Historical and Commemorative Medals
 Collection of Benjamin Weiss


CHERON, Charles Jean Francois: France, 1669, Bronze (cast), 72 mm
Obv: Bust of Cortona (r)    PETRVS. BERETINVS. E. CORTONNA (Pietro Berrettini from Cortona)
Rev: Reclining Genius, pointing with a scepter to a crown of stars    BENE. SVPER. VIRTVS. TE. CORONAT.   ANAGR. [Well Done, Virtue Crowns You From Above (ANAGR refers to the fact that this is an anagram of the letters on the obverse)].
Signed:  F. CHERON. F.R. / F. CHERON. F.R.
Ref: Molinari, 68/254;  Eidlitz, 42/256;  Pollard II, 840/883;  Vannel and Toderi, p.19, Fig 5; Weiss BW530

Pietro Berrettini (called Pietro da Cortona) (1596-1669), a Florentine by origin, was an eminent Italian painter and architect. He was the founder of the Roman High Baroque style in painting and ranks as one of the great figures of the Roman Baroque. As he trained many pupils, his style was carried forth into the eighteenth century.
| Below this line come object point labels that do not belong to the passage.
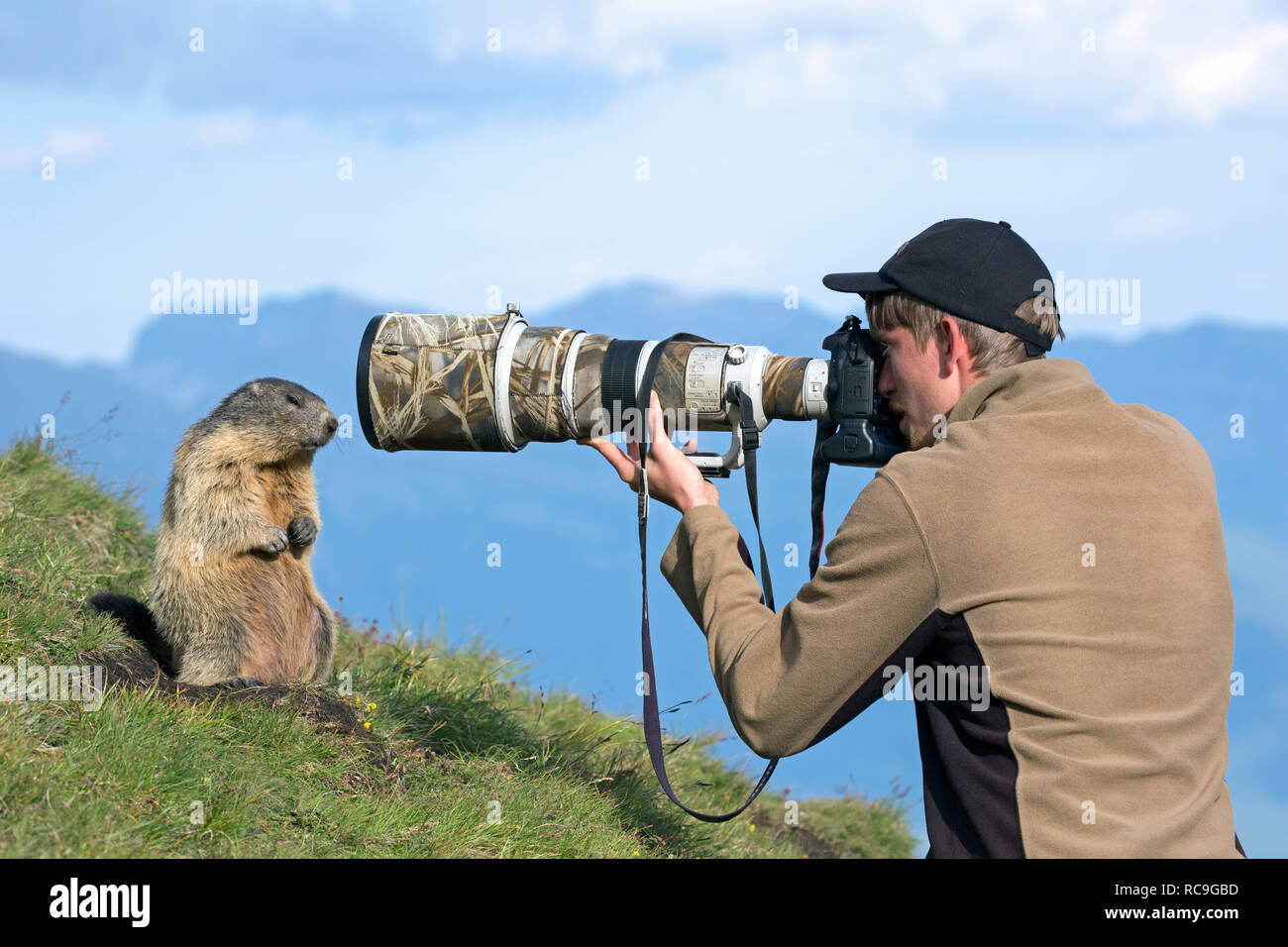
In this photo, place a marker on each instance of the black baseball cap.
(975, 269)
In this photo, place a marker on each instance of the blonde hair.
(990, 348)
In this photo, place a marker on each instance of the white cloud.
(77, 144)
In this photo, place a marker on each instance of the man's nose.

Pietro specialized in highly illusionistic ceiling paintings in which paint is combined with stucco and gilt to create arresting effects. The greatest of these frescos are in Rome in the Palazzo Barberini and Chiesa Nuova, and in Florence in the Palazzo Pitti. His fresco ceiling in the Palazzo Barberini, Triumph of Divine Providence, is in the Italian Baroque style. Although he was less interested in architecture and regarded it as a pastime, his church of SS. Martina e Luca in Rome is of high quality; indeed, his architectural achievements are considered to be second only to Gian Lorenzo Bernini among seventeenth-century Roman architects.

Besides excelling in painting and architecture, Pietro da Cortona, along with Peter Paul Rubens, designed the 13 tapestries now hanging in the Philadelphia Museum of Art, depicting the events in the life of Constantine the Great.

The reverse legend of this medal is an anagram of the obverse titles. The piece appears to be an old after-cast.

LINK to fresco by Pietro da Cortona Triumph of Divine Providence (from Web Gallery of Art)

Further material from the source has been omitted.